Although the supply lines for the domestic market did not have any activity as buyers were eagerly waiting and anticipating the release of about 800 tons. pepper is being kept at a warehouse in Saharanpur district (Uttar Pradesh state). Likewise, some buyers in the market believe that there are some goods sealed at warehouses in Kochi that will be released in the near future once they are inspected by the food safety authorities at the warehouses. designated laboratory. This has created a bleak outlook in some parts of the market.
Last week, stock availability was tight because of the Ramadan holidays and incessant rains, floods and landslides disrupted cargo shipments from the region’s growing high mountains.
As a result, the supply has plummeted. Agents in Tamil Nadu have been actively buying from Kerala. The districts of Erode, Cumbum, Theni and Gudalur have become the main pepper trade centers in Tamil Nadu because of tax benefits.
Many local merchants have moved their operations to Karnataka due to the volume pepper available there.
“Exports are controlled remotely due to the high price of Malabar pepper, while there is a shortage of real goods,” a market source told Reuters. Business Line.

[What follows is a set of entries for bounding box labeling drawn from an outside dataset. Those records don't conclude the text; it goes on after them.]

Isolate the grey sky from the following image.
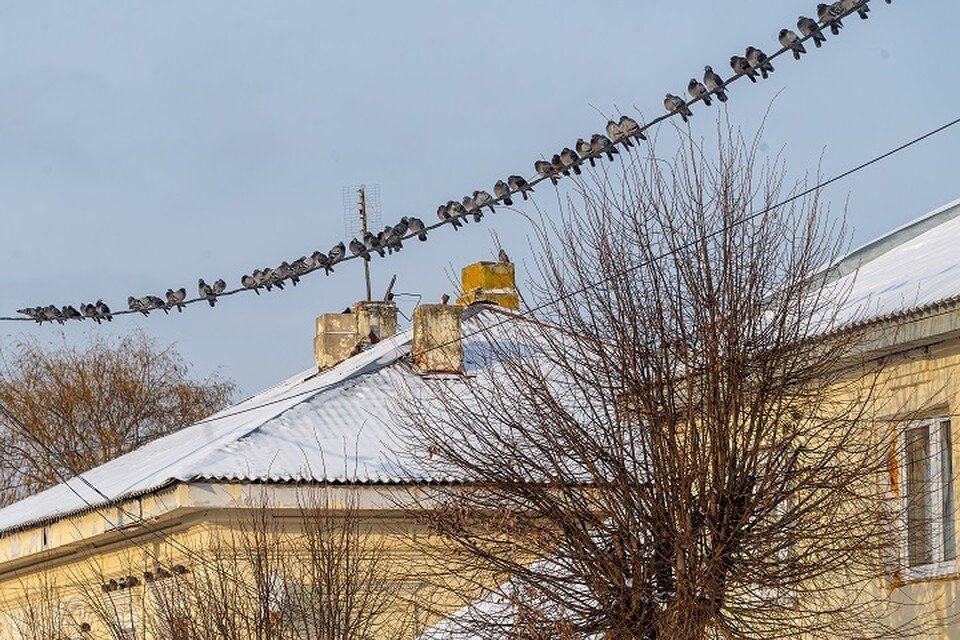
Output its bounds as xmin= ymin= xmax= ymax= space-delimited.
xmin=0 ymin=0 xmax=960 ymax=392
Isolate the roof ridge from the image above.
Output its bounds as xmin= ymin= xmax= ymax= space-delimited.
xmin=827 ymin=198 xmax=960 ymax=283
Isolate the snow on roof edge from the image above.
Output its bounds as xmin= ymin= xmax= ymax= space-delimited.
xmin=828 ymin=198 xmax=960 ymax=282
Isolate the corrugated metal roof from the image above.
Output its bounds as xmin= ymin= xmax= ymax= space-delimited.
xmin=831 ymin=200 xmax=960 ymax=321
xmin=0 ymin=309 xmax=508 ymax=534
xmin=0 ymin=200 xmax=960 ymax=534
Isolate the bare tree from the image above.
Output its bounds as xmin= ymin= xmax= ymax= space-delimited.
xmin=398 ymin=127 xmax=944 ymax=640
xmin=0 ymin=333 xmax=235 ymax=504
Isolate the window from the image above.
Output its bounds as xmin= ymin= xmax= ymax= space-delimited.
xmin=900 ymin=418 xmax=957 ymax=579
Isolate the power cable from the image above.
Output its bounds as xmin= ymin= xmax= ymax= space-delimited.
xmin=0 ymin=0 xmax=884 ymax=324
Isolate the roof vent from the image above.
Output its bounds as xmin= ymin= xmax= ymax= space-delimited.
xmin=457 ymin=260 xmax=520 ymax=310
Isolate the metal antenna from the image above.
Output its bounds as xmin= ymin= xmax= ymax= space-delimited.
xmin=343 ymin=184 xmax=381 ymax=301
xmin=357 ymin=185 xmax=373 ymax=302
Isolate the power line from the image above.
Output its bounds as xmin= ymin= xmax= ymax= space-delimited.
xmin=0 ymin=0 xmax=900 ymax=604
xmin=0 ymin=0 xmax=888 ymax=324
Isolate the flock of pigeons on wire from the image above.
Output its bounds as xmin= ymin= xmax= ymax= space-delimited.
xmin=17 ymin=0 xmax=892 ymax=324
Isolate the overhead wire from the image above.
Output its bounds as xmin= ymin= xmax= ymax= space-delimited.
xmin=0 ymin=0 xmax=924 ymax=604
xmin=80 ymin=118 xmax=960 ymax=436
xmin=0 ymin=0 xmax=884 ymax=324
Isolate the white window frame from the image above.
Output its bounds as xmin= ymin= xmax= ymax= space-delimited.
xmin=897 ymin=416 xmax=957 ymax=581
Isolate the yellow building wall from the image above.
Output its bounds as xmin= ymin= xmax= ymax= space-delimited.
xmin=0 ymin=485 xmax=476 ymax=640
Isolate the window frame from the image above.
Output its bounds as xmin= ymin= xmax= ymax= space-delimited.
xmin=897 ymin=415 xmax=958 ymax=581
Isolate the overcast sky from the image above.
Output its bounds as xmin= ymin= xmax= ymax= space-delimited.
xmin=0 ymin=0 xmax=960 ymax=393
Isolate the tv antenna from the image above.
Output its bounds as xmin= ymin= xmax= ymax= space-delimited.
xmin=343 ymin=184 xmax=382 ymax=301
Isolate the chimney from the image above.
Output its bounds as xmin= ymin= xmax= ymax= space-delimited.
xmin=457 ymin=262 xmax=520 ymax=310
xmin=413 ymin=304 xmax=463 ymax=373
xmin=313 ymin=301 xmax=397 ymax=371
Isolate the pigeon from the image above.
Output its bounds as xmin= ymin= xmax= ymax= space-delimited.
xmin=244 ymin=276 xmax=260 ymax=300
xmin=533 ymin=156 xmax=560 ymax=185
xmin=493 ymin=180 xmax=513 ymax=207
xmin=17 ymin=307 xmax=43 ymax=322
xmin=167 ymin=288 xmax=187 ymax=313
xmin=617 ymin=116 xmax=647 ymax=140
xmin=60 ymin=304 xmax=83 ymax=320
xmin=447 ymin=200 xmax=467 ymax=227
xmin=363 ymin=231 xmax=387 ymax=258
xmin=840 ymin=0 xmax=870 ymax=20
xmin=327 ymin=242 xmax=347 ymax=267
xmin=95 ymin=300 xmax=113 ymax=322
xmin=817 ymin=2 xmax=843 ymax=36
xmin=550 ymin=153 xmax=570 ymax=176
xmin=687 ymin=78 xmax=713 ymax=107
xmin=590 ymin=133 xmax=620 ymax=162
xmin=560 ymin=146 xmax=580 ymax=175
xmin=607 ymin=120 xmax=633 ymax=150
xmin=43 ymin=304 xmax=63 ymax=324
xmin=703 ymin=65 xmax=727 ymax=102
xmin=274 ymin=260 xmax=292 ymax=286
xmin=310 ymin=251 xmax=333 ymax=275
xmin=507 ymin=176 xmax=533 ymax=200
xmin=797 ymin=16 xmax=827 ymax=49
xmin=576 ymin=138 xmax=597 ymax=167
xmin=730 ymin=56 xmax=757 ymax=82
xmin=393 ymin=215 xmax=406 ymax=239
xmin=473 ymin=189 xmax=496 ymax=213
xmin=127 ymin=296 xmax=148 ymax=316
xmin=746 ymin=47 xmax=773 ymax=80
xmin=350 ymin=238 xmax=370 ymax=262
xmin=280 ymin=260 xmax=300 ymax=293
xmin=294 ymin=255 xmax=317 ymax=275
xmin=380 ymin=223 xmax=407 ymax=254
xmin=437 ymin=201 xmax=463 ymax=231
xmin=290 ymin=256 xmax=313 ymax=276
xmin=777 ymin=29 xmax=807 ymax=60
xmin=663 ymin=93 xmax=693 ymax=122
xmin=81 ymin=302 xmax=100 ymax=324
xmin=407 ymin=218 xmax=427 ymax=242
xmin=197 ymin=278 xmax=217 ymax=307
xmin=463 ymin=196 xmax=483 ymax=222
xmin=262 ymin=267 xmax=283 ymax=291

The IPSTA source said: “In accordance with the order permitted by the Futures Market Commission (FMC), we have implemented daily price fluctuations of Rs 500 – 1,000, effective from July 31, and profit has been raised to 20,000 tons.” Although the volume of business during the weekend is negligible,
During the week, all active contracts on the NMCE exchange rose.
The August contract and the September contract increased Rs 508 and Rs 644 to Rs 41,700 per quintal and Rs 42,100 per quintal (equivalent to 6,851 USD/ton and 6,917 USD/ton). ( 1 USD = 60.8673 Rupees )
Total turnover decreased by 110 tons to 154 tons. Total open interest decreased by 12 tons to 75 tons.
Spot prices rose Rs 100 to reference at Rs 39,100/quintal ($6,424/ton) for bucket pepper and Rs 41,100/quintal ($6,752/ton) for MG1.
Export demand is not clear while previous contracts also seem to have slowed down. In the international market, everyone has turned to buy from Sri Lanka. Anticipating Brazil’s new crop to be available in September, Indonesia has already started offering it, according to a foreign report.
Europe entered the summer break last week.
Spot Indian pepper prices at the end of the week stood at $6,975 per tonne (c&f) for Europe and $7,225 per tonne (c&f) for the US, and are still higher than prices from other countries.